Prólogo — Erick
O nome dela ainda tem gosto amargo na minha boca. Ângel.
O anjo que me levou ao inferno.
Havia uma ironia quase poética nisso. Enquanto ela sorria para as câmeras, vendendo perfeição em capas de revista e desfiles internacionais, eu assistia, do outro lado do espelho, a mulher real, fria, calculista, ambiciosa até o último fio de cabelo loiro. Era linda, sim. Devastadoramente linda. Mas até o veneno mais mortal vem em frascos de vidro impecável.
Durante dois anos, vivi entre o êxtase e o caos. Ela me amava como quem destrói. E eu, cego, deixei.

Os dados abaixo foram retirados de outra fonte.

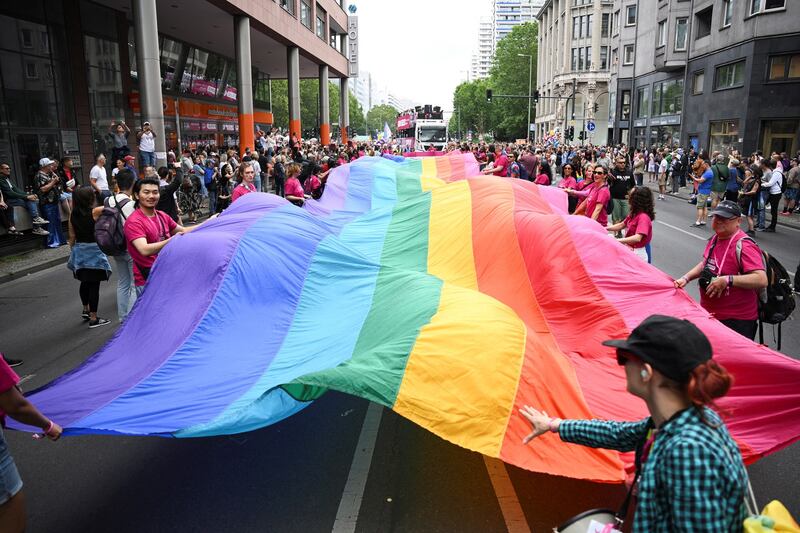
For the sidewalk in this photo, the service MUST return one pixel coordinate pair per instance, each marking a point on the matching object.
(16, 266)
(791, 221)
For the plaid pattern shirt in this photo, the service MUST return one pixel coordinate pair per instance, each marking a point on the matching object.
(693, 478)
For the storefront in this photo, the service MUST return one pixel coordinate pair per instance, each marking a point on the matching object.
(724, 136)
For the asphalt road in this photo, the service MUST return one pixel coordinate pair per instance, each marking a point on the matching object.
(290, 477)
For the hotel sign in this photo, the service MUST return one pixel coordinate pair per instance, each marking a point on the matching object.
(352, 46)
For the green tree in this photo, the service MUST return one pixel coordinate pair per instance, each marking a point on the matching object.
(471, 111)
(379, 115)
(509, 75)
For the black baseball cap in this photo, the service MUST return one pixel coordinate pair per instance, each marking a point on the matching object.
(671, 345)
(727, 209)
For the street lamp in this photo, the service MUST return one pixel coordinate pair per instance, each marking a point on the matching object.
(530, 89)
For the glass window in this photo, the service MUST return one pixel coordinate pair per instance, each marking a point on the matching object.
(305, 13)
(703, 22)
(681, 25)
(729, 76)
(627, 54)
(697, 82)
(322, 23)
(657, 89)
(172, 53)
(626, 105)
(288, 5)
(727, 13)
(630, 15)
(104, 78)
(724, 136)
(642, 102)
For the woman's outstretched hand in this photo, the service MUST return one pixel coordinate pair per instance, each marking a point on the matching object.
(539, 420)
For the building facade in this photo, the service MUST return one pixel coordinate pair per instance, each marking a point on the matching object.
(573, 69)
(198, 71)
(706, 74)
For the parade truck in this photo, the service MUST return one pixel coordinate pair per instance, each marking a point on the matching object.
(421, 128)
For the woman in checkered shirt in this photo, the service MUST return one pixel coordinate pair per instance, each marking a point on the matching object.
(692, 477)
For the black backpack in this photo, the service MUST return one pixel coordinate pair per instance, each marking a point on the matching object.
(108, 229)
(775, 302)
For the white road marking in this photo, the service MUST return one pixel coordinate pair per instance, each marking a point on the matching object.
(353, 494)
(506, 496)
(689, 233)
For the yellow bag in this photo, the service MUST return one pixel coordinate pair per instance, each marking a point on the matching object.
(774, 518)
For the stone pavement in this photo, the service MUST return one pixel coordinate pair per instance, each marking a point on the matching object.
(17, 266)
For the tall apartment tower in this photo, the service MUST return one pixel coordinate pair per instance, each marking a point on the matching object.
(574, 59)
(506, 14)
(715, 75)
(482, 58)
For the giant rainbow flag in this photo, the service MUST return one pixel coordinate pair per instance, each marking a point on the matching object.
(448, 298)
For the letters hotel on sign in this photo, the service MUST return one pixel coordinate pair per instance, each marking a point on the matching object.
(352, 46)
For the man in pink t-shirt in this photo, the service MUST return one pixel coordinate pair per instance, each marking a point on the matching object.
(729, 283)
(500, 165)
(148, 230)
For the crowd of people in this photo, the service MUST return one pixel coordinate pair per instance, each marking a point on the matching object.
(610, 185)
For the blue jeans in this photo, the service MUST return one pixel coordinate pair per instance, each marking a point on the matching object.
(30, 205)
(53, 216)
(148, 159)
(126, 293)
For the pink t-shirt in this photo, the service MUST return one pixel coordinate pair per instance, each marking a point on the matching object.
(155, 229)
(736, 303)
(242, 189)
(292, 187)
(639, 224)
(567, 183)
(599, 195)
(501, 166)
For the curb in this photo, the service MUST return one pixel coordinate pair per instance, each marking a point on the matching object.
(11, 276)
(685, 197)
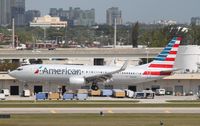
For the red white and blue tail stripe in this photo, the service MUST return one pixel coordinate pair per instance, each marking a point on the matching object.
(163, 64)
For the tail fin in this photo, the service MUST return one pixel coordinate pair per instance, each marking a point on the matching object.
(163, 64)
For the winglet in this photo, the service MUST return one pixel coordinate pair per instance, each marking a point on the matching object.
(124, 66)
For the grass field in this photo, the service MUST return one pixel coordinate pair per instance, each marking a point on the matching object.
(106, 120)
(66, 104)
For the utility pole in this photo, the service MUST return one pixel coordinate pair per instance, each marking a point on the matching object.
(13, 33)
(115, 34)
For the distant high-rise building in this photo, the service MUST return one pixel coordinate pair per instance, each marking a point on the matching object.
(75, 16)
(5, 12)
(12, 9)
(195, 20)
(30, 14)
(18, 12)
(112, 14)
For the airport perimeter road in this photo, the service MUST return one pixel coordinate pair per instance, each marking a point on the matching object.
(96, 110)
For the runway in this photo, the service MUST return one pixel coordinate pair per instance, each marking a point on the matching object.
(97, 110)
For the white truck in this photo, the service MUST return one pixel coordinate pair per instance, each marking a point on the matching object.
(6, 92)
(21, 47)
(160, 92)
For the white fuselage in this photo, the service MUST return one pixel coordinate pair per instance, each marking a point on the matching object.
(62, 73)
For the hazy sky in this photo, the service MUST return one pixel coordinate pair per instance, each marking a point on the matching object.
(132, 10)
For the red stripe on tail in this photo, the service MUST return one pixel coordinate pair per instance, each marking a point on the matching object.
(157, 73)
(161, 66)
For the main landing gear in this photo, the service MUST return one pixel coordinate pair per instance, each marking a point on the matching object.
(94, 87)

O amor dela não era abrigo, era labirinto. E quando me dei conta, estava sozinho no centro dele, cercado por promessas quebradas e lembranças que ardiam.
Ela foi embora como quem sai de um quarto em chamas, sem olhar para trás.
Nenhum bilhete. Nenhum “adeus”.
Apenas silêncio e, dias depois, a notificação fria de um divórcio.
Eu assinei. Sem ler. Sem pensar.
Assinei porque o orgulho fala mais alto que o desespero.
E depois, o tempo fez o que o tempo sempre faz: lapidou as ruínas e transformou a dor em combustível.
Eu deixei de ser apenas o diretor de investimentos que ela desprezou.
Hoje, sou o CEO da Multi Engenharia, uma das maiores empresas de construção civil do país. Tenho uma cobertura em São Paulo, ações espalhadas em três continentes, e uma fila de pessoas que fariam qualquer coisa por cinco minutos da minha atenção.
E ainda assim, às vezes, quando o relógio marca duas da manhã e o silêncio pesa mais que o sucesso, eu me pego pensando nela.
Não com saudade. Mas com aquela curiosidade venenosa de saber se ela ainda lembra o gosto do meu beijo.
Por ironia do destino, ou talvez por obra do universo, que adora brincar com as cinzas, o nome dela voltou a cruzar o meu caminho.
O evento beneficente da Fundação D’Avila, patrocinado pela minha empresa, anunciou sua presença na lista de convidados.
Top model, capa da Vogue, palestrante sobre empoderamento feminino.
Quase ri. A mulher que um dia me fez acreditar que o amor era um investimento seguro agora discursava sobre poder. Bonito isso.
Cínico, mas bonito.
E foi ali que decidi: se ela vai estar lá, eu também vou.
Mas não sozinho. Nem por baixo.
A diferença entre o homem que ela abandonou e o homem que vai aparecer naquele salão é simples: agora eu jogo com as cartas à mostra e com a vantagem de quem já não sente nada.
— Senhor Ribeiro? — a voz da minha secretária me arrancou dos pensamentos.
— Diga, Ananda.
— A nova estagiária chegou. Posso mandar entrar?
Olhei para o relógio. Eram quase três da tarde. Eu já devia estar encerrando o expediente, já que amanhã eu viajo logo cedo, mas alguma parte de mim gostava de testar o nervosismo dos recém-chegados.
— Mande entrar.
Ouvi a porta se abrir com um estalo discreto. E, em seguida, passos leves, incertos. Quando ergui os olhos, vi uma garota parada à frente da mesa e por um instante, o contraste entre nós me arrancou um meio sorriso.
Ela devia ter, no máximo, vinte e poucos anos. O cabelo castanho preso num coque desalinhado, e uma pasta contra o peito como se fosse um escudo. Vestia uma calça social simples e uma camisa branca que, claramente, não fora feita sob medida.